On 8/21/2018 10:37 AM, Keith Busch wrote:
On Tue, Aug 21, 2018 at 04:06:30PM +1000, Benjamin Herrenschmidt wrote:
On Tue, 2018-08-21 at 10:44 +0530, poza@xxxxxxxxxxxxxx wrote:
Ok Let me summarize the so far discussed things.
It would be nice if we all (Bjorn, Keith, Ben, Sinan) can hold consensus
on this.
1) Right now AER and DPC both calls pcie_do_fatal_recovery(), I majorly
see DPC as error handling and recovery agent rather than being used for
hotplug.
so in my opinion, both AER and DPC should have same error handling
and recovery mechanism
Yes.
so if there is a way to figure out that in absence of pcihp, if DPC
is being used to support hotplug then we fall back to original DPC
mechanism (which is remove devices)
Not exactly. If the presence detect change indicates it was a hotplug
event rather.
The actions associated with error recovery will trigger link state changes
for a lot of existing hardware. PCIEHP currently does the same removal
sequence for both link state change (DLLSC) and presence detect change
(PDC) events.
It sounds like you want pciehp to do nothing on the DLLSC events that it
currently handles, and instead do the board removal only on PDC. If that
is the case, is the desire to not remove devices downstream a permanently
disabled link, or does that responsibility fall onto some other component?

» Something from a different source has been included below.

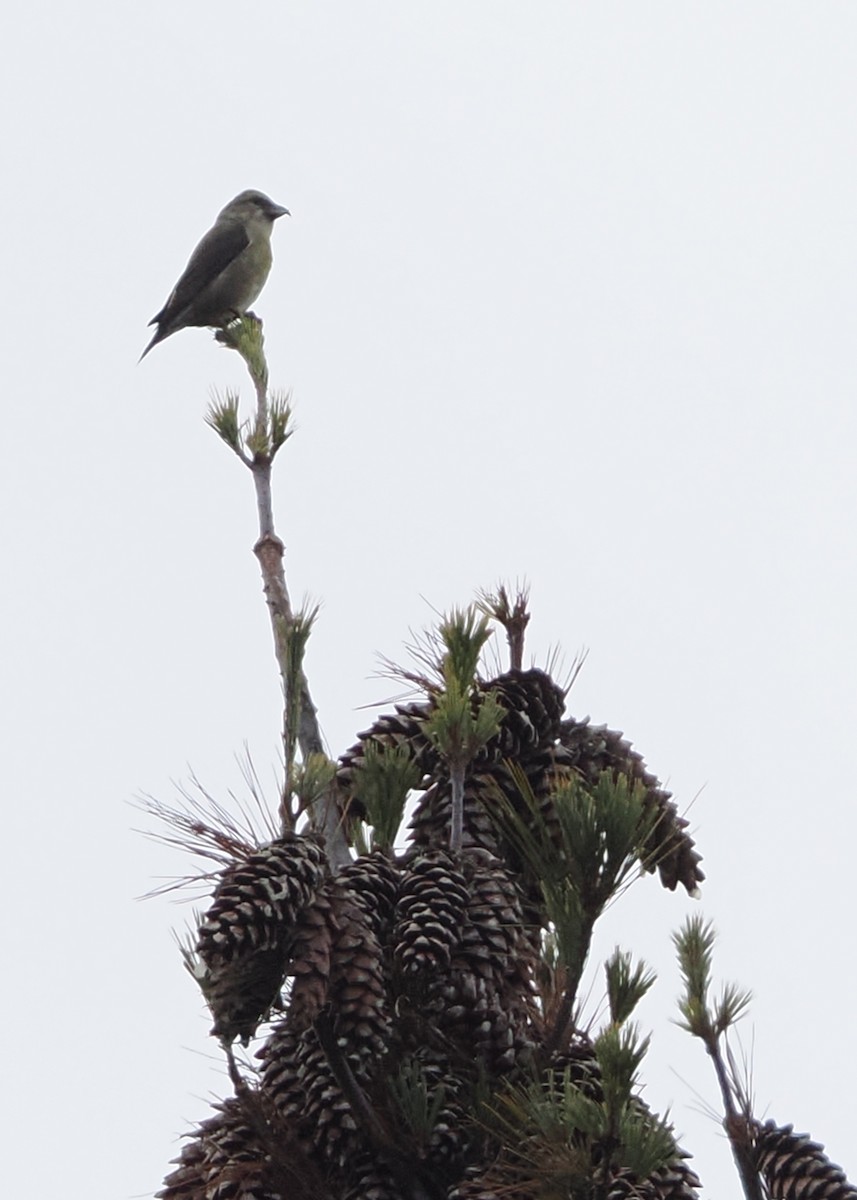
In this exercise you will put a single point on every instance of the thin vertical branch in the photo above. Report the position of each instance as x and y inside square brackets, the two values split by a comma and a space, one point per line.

Looking at PDC is not enough. Hotplug driver handles both physical
removal as well as the link going down due to signal integrity issues today.
If the link went down because of a pending FATAL error, AER/DPC recovers
the link automatically. There is no need for hotplug to be involved in
fatal error work.
Hotplug driver needs to handle both physical removal as well as
intermittent link down issues though.